Asiarchs. These were important and probably wealthy citizens of Asia who were, or had been, on a board of officials appointed to oversee the management of Roman public events such as the games. They would therefore have some expertise in handling public disturbance. Paul, a Roman citizen from an important city, would have access to such society, hence some of the Asiarchs were his friends and they urged him to keep out of the affray so as not to make it worse and not to endanger himself.
¶ "The assembly was in confusion. Some of the mob cried one thing, and some another. Most of them didn't know why they had come together. They brought Alexander out of the crowd, the Jews putting him forward. Alexander beckoned with his hand, and would have made a defense to the people. But when they perceived that he was a Jew, all with one voice cried out, “Great is Artemis of the Ephesians!” They kept this up for about two hours"(Acts 19:32-34).
Alexander the Jew. The Jews were getting involved in an effort to keep the people from turning on them too, since the Jews were against idols. They probably hoped also to help stir the people all the more against Paul. But Alexander failed to be heard.
Two hours. It is surprising that the chanting went on so long. The authorities probably thought it wise to just monitor the situation and let it die down of its own accord to the point where order could be restored.
¶ "When the town clerk had quieted the multitude, he said, “You men of Ephesus, what man is there who doesn't know that the city of the Ephesians is guardian of the temple of the great goddess Artemis, and of the image which fell down from Zeus? Seeing then that these things cannot be denied, you ought to be quiet, and to do nothing rash. For you have brought these men here, who are neither robbers of temples nor blasphemers of your goddess. If therefore Demetrius and the craftsmen who are with him have a matter against anyone, the courts are open, and there are proconsuls. Let them press charges against one another. But if you seek anything beyond this, it will be settled in the regular assembly. For indeed we are in danger of being accused concerning this day’s riot, there being no just cause. We wouldn't be able to give an account regarding this commotion.” When he had thus spoken, he dismissed the assembly."(Acts 19:35-41).
The town clerk. The town clerk made a diplomatic speech in which he first said a few crowd-pleasing things about the goddess, second asserted that the Christians had done nothing illegal, third asserted that Demetrius and the craftsmen need to follow the due process of law, and fourth warned that the Roman authorities could punish the city for the riot.

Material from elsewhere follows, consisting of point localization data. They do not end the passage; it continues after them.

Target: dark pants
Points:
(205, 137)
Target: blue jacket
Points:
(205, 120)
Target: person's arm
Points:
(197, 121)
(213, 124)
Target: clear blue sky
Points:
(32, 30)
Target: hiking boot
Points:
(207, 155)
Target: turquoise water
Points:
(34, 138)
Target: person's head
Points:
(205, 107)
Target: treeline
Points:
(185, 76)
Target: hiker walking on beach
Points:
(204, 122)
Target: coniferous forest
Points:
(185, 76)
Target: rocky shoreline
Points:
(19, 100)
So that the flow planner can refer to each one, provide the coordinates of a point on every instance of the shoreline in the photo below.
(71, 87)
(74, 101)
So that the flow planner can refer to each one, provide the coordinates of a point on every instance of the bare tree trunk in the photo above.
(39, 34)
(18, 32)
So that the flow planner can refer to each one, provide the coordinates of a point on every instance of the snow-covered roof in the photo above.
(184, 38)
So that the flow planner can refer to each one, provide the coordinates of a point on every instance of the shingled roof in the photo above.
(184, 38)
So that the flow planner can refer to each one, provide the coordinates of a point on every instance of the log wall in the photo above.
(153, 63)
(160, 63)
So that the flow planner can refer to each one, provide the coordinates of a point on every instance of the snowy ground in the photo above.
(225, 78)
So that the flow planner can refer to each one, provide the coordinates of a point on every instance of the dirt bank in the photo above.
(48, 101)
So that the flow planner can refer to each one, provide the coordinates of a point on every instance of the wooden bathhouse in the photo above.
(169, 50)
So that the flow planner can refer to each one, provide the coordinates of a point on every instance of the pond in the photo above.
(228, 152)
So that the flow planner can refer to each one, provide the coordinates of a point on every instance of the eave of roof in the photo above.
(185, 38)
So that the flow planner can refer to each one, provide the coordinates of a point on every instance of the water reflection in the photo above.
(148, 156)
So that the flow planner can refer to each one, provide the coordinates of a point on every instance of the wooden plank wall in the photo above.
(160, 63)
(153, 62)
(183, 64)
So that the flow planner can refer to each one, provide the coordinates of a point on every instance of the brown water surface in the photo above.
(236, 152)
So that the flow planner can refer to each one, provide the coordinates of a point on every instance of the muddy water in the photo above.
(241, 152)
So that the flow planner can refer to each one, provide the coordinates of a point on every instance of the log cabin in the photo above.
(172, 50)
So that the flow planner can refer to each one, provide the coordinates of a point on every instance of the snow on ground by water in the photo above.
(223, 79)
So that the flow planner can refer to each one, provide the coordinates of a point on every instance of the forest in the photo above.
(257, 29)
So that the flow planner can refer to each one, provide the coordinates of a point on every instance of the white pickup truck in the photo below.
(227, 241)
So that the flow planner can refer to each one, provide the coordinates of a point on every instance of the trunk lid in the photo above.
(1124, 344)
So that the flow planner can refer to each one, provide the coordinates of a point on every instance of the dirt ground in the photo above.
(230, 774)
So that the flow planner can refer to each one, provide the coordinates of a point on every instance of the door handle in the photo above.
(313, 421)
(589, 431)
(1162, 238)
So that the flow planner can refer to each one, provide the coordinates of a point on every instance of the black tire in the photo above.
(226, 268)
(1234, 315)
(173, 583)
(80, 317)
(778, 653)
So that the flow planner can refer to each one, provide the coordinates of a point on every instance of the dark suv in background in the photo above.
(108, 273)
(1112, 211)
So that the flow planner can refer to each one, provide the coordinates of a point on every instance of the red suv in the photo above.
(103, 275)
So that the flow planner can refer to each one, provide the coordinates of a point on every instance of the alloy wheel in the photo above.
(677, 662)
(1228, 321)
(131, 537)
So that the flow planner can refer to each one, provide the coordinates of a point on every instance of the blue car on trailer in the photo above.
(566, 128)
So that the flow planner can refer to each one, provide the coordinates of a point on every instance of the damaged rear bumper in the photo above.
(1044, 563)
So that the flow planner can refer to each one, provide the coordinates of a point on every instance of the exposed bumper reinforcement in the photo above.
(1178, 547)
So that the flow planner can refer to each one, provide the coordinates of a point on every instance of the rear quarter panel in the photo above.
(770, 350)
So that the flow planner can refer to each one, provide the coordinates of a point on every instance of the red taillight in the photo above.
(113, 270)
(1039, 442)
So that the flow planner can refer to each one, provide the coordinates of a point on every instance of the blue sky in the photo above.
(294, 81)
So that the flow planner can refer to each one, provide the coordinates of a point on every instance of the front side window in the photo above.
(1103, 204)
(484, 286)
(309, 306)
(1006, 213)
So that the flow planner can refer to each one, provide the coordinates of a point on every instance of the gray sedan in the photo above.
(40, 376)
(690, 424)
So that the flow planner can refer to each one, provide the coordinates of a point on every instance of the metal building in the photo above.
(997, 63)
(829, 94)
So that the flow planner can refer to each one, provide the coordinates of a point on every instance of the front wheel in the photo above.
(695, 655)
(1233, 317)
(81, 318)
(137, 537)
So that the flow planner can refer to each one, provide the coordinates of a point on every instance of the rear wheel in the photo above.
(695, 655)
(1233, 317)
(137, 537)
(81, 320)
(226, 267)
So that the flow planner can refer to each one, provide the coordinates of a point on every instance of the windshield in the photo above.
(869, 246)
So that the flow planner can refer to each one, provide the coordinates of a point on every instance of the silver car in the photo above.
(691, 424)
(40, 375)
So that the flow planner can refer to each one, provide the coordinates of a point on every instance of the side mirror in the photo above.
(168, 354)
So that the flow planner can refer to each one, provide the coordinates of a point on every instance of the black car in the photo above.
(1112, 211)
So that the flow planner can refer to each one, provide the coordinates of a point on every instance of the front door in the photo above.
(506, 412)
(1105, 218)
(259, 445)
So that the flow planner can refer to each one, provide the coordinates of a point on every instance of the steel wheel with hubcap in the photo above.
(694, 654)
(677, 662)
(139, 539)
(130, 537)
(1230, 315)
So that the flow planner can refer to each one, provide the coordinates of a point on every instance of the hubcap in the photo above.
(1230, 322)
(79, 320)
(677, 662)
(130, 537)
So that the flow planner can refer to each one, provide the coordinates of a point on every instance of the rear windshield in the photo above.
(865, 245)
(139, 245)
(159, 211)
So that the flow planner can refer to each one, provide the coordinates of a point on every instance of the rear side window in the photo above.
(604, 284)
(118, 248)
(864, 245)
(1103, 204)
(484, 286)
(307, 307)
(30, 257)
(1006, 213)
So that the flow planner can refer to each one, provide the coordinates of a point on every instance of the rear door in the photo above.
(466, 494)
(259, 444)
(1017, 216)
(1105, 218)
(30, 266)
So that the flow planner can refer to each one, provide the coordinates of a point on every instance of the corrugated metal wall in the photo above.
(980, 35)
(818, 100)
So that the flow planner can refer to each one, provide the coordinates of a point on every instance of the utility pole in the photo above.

Christianity has consequences. This account shows how the gospel can disrupt the normal customs, values, and beliefs of a society and even its economy. However if it's true Christianity, then it will do this only to the extent of changing things that are wrong —in this case turning people from vain idols to the living God. Such change will not damage the society but improve it, and leave the good aspects of the society not only undisturbed but more able to flourish.